A little Italian steamer drew cautiously away from the Piræus when the waters of the bay were quite black and the quays looked like a row of foot-lights in front of the dark curtain of the night. She grazed the anchor chains of H. M. S. the Colossus, where that ship of war's broad white deck lay level with the water, as heavy and solid as a stone pier. She seemed to rise like an island of iron from the very bottom of the bay. Her sailors, as broad and heavy and clean as the decks, raised their heads from their pipes as we passed under the glare of the man-of-war's electric lights, and a bugle call came faintly from somewhere up in the bow. It sounded as though it were a quarter of a mile away. Our lower deck was packed with Greeks and Albanians and Turks, lying as closely together on the hard planks as cartridges in the front of a Circassian's overcoat. They were very dirty and very handsome, in rakish little black silk pill-box caps, with red and gold tops, and the initials "H. I." worked in the embroidery; their canvas breeches were as baggy and patched and muddy as those of a football-player, and their sleeveless jackets and double waistcoats of red and gold made them look like a uniformed soldiery that had seen very hard service. Priests of the Greek Church, with long hair and black formless robes, and hats like stovepipes with the brim around the upper end, paraded the narrow confines of the second cabin, and German tourists with red guide-books, and the Italian ship's officers with a great many medals and very bad manners, stamped up and down the main-deck and named the shadowy islands that rose from the sea and dropped out of sight again as we steamed past them.

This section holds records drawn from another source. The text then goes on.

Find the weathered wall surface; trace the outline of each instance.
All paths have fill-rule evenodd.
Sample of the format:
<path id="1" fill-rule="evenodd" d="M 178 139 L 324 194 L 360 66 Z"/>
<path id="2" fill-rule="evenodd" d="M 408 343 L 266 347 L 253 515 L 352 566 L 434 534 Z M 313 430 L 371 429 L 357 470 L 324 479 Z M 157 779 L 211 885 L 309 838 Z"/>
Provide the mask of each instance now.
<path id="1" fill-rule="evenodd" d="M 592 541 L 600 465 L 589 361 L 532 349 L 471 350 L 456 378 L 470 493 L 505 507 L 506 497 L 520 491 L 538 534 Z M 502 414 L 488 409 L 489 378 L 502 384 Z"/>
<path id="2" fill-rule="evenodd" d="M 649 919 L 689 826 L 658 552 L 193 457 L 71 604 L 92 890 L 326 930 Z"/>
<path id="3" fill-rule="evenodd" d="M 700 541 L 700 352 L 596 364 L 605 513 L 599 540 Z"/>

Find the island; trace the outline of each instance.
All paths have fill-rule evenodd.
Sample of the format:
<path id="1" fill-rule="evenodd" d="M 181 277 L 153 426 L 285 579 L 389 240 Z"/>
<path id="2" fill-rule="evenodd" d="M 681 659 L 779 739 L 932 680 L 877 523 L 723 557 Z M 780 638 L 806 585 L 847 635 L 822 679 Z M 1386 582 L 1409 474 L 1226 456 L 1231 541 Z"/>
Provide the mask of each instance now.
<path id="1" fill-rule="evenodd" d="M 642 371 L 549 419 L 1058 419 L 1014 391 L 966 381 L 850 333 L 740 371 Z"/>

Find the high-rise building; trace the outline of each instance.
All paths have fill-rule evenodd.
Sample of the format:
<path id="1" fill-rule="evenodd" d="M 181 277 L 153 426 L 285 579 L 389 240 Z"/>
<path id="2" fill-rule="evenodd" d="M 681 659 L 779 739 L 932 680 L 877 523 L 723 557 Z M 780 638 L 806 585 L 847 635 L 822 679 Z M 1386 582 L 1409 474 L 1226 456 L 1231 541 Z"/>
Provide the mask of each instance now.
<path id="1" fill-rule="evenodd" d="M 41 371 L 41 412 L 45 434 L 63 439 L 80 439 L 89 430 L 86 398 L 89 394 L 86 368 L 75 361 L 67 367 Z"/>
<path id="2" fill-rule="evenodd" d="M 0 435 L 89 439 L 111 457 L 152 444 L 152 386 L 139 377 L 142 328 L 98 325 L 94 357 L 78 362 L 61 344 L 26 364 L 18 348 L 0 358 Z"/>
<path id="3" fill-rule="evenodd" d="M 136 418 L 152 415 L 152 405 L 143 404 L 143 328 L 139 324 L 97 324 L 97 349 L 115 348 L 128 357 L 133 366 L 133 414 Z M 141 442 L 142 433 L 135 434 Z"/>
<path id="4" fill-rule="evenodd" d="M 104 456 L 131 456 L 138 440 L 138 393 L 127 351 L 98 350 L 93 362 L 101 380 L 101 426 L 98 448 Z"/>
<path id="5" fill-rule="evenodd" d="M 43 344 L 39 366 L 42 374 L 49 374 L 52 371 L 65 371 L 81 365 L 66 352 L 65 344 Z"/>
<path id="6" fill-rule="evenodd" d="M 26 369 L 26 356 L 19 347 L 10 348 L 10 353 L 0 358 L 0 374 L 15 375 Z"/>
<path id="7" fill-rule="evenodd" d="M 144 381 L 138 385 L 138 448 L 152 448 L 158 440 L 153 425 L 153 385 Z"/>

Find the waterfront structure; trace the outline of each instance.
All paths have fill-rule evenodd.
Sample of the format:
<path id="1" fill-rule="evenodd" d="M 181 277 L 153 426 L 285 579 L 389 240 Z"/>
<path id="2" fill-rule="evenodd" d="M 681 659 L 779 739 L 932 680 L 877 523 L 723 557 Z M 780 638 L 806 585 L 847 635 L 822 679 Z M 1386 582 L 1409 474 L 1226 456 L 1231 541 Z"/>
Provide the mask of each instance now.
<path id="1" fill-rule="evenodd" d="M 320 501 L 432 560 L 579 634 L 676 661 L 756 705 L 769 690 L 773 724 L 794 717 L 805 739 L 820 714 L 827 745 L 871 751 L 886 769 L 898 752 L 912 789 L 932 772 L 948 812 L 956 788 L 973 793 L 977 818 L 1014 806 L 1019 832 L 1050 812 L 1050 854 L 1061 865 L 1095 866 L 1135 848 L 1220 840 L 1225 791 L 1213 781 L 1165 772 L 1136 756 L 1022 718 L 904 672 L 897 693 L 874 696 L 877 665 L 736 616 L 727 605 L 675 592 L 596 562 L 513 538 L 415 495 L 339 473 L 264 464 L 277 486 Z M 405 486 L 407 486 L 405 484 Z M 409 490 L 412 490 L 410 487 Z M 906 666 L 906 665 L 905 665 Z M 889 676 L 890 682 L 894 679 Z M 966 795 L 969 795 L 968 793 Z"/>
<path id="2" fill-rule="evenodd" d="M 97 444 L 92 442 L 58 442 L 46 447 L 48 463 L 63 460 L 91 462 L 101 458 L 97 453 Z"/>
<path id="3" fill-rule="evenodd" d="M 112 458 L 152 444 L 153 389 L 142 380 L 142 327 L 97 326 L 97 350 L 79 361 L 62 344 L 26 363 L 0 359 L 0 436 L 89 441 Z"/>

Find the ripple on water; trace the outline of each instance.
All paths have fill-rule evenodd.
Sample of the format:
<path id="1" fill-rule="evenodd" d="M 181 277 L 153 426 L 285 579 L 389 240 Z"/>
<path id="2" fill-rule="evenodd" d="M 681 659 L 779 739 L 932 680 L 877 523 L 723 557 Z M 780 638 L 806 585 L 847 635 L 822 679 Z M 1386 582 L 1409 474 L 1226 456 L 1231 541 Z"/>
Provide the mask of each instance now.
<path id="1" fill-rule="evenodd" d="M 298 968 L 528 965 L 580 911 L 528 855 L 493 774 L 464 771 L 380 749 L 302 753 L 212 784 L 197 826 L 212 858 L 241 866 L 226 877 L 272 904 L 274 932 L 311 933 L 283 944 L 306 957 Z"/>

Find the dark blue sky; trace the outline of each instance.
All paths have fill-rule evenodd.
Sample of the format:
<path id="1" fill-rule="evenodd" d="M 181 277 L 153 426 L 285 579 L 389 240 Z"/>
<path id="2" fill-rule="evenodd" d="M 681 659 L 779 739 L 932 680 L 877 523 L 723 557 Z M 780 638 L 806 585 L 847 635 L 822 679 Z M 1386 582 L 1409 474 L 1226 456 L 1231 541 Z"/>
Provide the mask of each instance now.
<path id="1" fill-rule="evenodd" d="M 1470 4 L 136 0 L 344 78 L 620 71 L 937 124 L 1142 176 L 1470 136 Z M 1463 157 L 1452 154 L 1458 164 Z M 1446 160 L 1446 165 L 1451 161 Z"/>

In the morning the islands had disappeared altogether, and we were between high banks—higher than, but not so steep as the Palisades; rows of little scrubby trees ran along their fronts in lateral lines, and at their base mud forts with mud barracks and thatched roofs pointed little cannon at us from every jutting rock. We were so near that one could have hit the face of the high hills with a stone. These were the Dardanelles, the banks that nature has set between the Sea of Marmora and the Mediterranean to protect Constantinople from Mediterranean squadrons. We pass between these banks for hours, or between the high bank of Roumelia on one side and the low hilly country of Asia where Troy once stood on the other, until, at sunset, we are halted in the narrowest strait of the Dardanelles, between the Castle of Asia and the Castle of Europe, "the Lock of the Sea"—that sea of which Gibraltar is the key. That night we cross through the Sea of Marmora, and by sunrise are at Constantinople.

Constantinople is such a long word, and so few of the people you know have visited it in comparison with those who have wintered at Cairo or at Rome, or who have spent a season at Vienna, or taken music-lessons in Berlin, that you approach it with a mind prepared for surprises and with the hope of the unexpected. I had expected that the heart of the Ottoman Empire would be outwardly a brilliant and flashing city of gilded domes and minarets, a cluster of colored house fronts rising from the dancing waters of the Bosporus, and with the banks lined with great white palaces among gardens of green trees. There are more gilded domes in New York city and in Boston than in Constantinople. In New York there are three, and in Boston there is the State House, which looks very fine indeed from the new bridge across the Charles when the river is blocked with gray ice, and a setting sun is throwing a light on the big yellow globe. But Constantinople is all white and gray; the palaces that line the Bosporus are of a brilliant white stucco, and the mosques like monster turtles, which give the city its chief distinction, are a dull white. In the Turkish quarter the houses are more sombre still, of a peculiar black wood, and built like the old log forts in which our great-great-grandfathers took refuge from the Indians—square buildings with an overhanging story from which those inside could fire down upon the enemy below. The jutting balcony on the Turkish houses is for the less serious purpose of allowing the harem to look down upon the passers-by.